= John of Antioch (historian) =

7th-century monk and chronicler

John of Antioch (Greek: Ίωάννης Άντιοχείας) was a 7th-century chronicler, who wrote in Greek. He was a monk, apparently contemporary with Emperor Heraclius (reigned 610-41). Heinrich Gelzer identifies the author with the Syrian Orthodox Patriarch of Antioch John of the Sedre, who ruled from 630 to 648.

== Historia chronike ==
John of Antioch's chronicle, Historia chronike, is a universal history stretching from Adam to the death of Phocas; it is one of the many adaptations and imitations of the better known chronicle of John Malalas. His sources include Eutropius (whose organization he followed) and Plutarch, as well as Sextus Julius Africanus, Eusebius, and Ammianus Marcellinus. It was divided into 14 books, of which the first 5 (the "Ancient History") covered the period from Creation up to the reign of Philip II of Macedon, the next 5 (the "Books of the Consuls", λόγοι ὑπάτων) covered the Roman Republic up to 30 BC, and the last 4 (the "Books of the Emperors") covered the Roman Empire through the reign of Phocas. A manuscript found in 1899 in the Monastery of Iviron on Mount Athos preserves the entire 4th Book of the Consuls, plus the end of the 3rd and the beginning of the 5th; of the rest of the chronicle only fragments remain.

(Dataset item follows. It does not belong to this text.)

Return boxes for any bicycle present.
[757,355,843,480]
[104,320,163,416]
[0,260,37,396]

In the main extant section of the text, his method was in each book to summarize the corresponding book of Eutropius, with various added details (in the case of the surviving Book 4 mainly drawn from Plutarch's life of Sulla), and to add to each book a brief appendix on some matters not covered by Eutropius. He generally repeats even the mistakes made by Eutropius (e.g., conflating Attalus II and III), and sometimes adds his own misunderstandings of his historical sources (as when he declares that Sulla was dictator for two separate terms, or when he misinterprets ἱππεῖς in that context as cavalry soldiers).

The fragments of the chronicle are contained in two collections, the Codex Parisinus 1763, which was published in an edition by Claudius Salmasius, and the encyclopedia of history in fifty-three chapters made by order of Constantine VII Porphyrogenitus (912-59), the so-called Excerpta Constantiniana. Of the Constantinian collection only parts remain. Two titles: "Of Virtue and Vice" and "Of Conspiracies against Emperors" contain the literary remains of John of Antioch. A difficulty arises from the fact that a great part of the extracts (from the Roman Commonwealth of Justin I) differs considerably from the corresponding quotations in the Salmasian collection. The Constantinian passages are of the nature the old Hellenic writing of history, the Salmasian ones are rather Byzantine and Christian. The Salmasian compilation is older, and so appears to be the original text; the other is no doubt a re-arrangement made under the influence of the Hellenic Renaissance started by patriarch Photius. But some authorities see in them two different originals and speak of a "Constantinian" and a "Salmasian" John of Antioch.

The Salmasian excerpts are edited by Cramer, Anecdota Graecae cod. mss. regiae Parisiensis, II, Oxford 1839, 383-401. Both series of fragments are in C. Muller, "Fragmenta Historicorum Graecorum", vol. IV, Paris, 1883, 535-622; V, 27-8.

==Influence==
John of Antioch's history was evidently seen positively by the later Byzantine writers. Besides its inclusion in the Constantinian Excerpts, Maximus Planudes included fragments of it in an anthology of historians, and the Suda makes extensive use of it. However, as a mere epitome of earlier works, it is valued little by modern historians except as evidence about other Byzantine writers.

==Editions==
- Mariev, Sergei (ed.). Ioannis Antiocheni fragmenta quae supersunt omnia. Corpus Fontium Historiae Byzantinae – Series Berolinensis, Volume 47. De Gruyter, 2008. . Contains Greek text with English translation.